La torsion dilatation de l'estomac chez le chien est une affection aiguë et potentiellement mortelle qui nécessite une réponse rapide et efficace.
Chaque minute compte : l'identification immédiate des premiers signes peut sauver la vie de votre animal. Découvrez comment reconnaître les symptômes critiques et les mesures à prendre sans délai.
Qu'est-ce que la dilatation / torsion de l'estomac chez le chien ?
Le syndrome de dilatation torsion de l’estomac chez le chien survient lorsque l’estomac, rempli de nourriture, d’air ou de liquide, se dilate et tourne sur lui-même.
Les entrées et sorties de l’estomac sont alors bloquées, ce qui provoque rapidement une situation critique pouvant conduire à un état de choc et une nécrose gastrique.
Les races de chiens les plus prédisposées sont notamment les chiens de grandes races, comme :
Dogue Allemand
Boxer
Berger Allemand
Labrador Retriever
Saint Bernard
La nourriture qui ne peut alors plus transiter dans le tube digestif stagne, et fermente, ce qui provoque une dilatation importante de l’estomac.
Cette dilatation s’aggrave au fur et à mesure du temps, les gros vaisseaux sont comprimés et l’état de choc survient rapidement.
Les symptômes d'une dilatation de l'estomac ?
Soyez attentif aux signes suivants :
Gonflement brutal du ventre
Tentatives de vomissement sans succès
Halètements excessifs (polypnée)
Anxiété et inconfort visibles
Faiblesse et pâleur des gencives
Quand consulter votre vétérinaire ?
Il s’agit d’une urgence absolue. Contactez immédiatement votre véto dès l’apparition des premiers symptômes.
Plus la prise en charge est rapide, meilleures sont les chances de survie.

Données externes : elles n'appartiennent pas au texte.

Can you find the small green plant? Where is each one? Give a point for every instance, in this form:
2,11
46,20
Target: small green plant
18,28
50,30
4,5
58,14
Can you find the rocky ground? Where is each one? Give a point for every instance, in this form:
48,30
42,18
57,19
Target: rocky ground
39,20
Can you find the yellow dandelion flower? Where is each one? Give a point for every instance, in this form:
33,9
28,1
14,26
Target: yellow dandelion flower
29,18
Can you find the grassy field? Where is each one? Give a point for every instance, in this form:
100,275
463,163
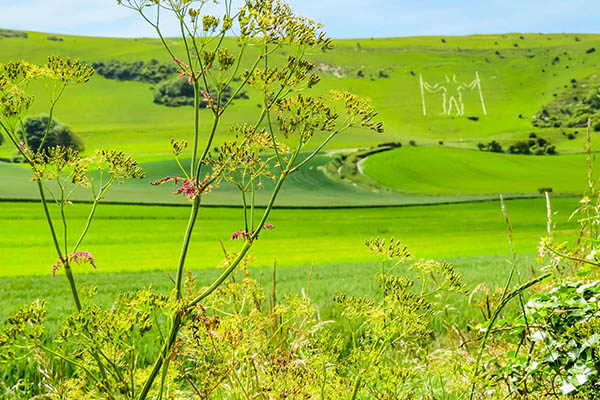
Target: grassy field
517,74
458,171
136,238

Prise en charge vétérinaire de la dilatation torsion de l’estomac chez le chien
Pronostic
Bon à très réservé.
Le pronostic dépend essentiellement de la rapidité d'intervention et de l’état général de l’animal à son arrivée.
En cas de prise en charge rapide, environ 90 % des chiens survivent. Si une nécrose gastrique est présente, les chances diminuent à environ 50 %.
Des complications post-opératoires comme des troubles du rythme cardiaque ou une récidive sont possibles, bien que rares grâce à une surveillance rigoureuse.
Donc tout dépend de :
- l’âge
- l’état de santé préalable et de la gravité de l’état de choc à l’arrivée
- la rapidité de la prise en charge
- la survenue de complications post-chirurgicales.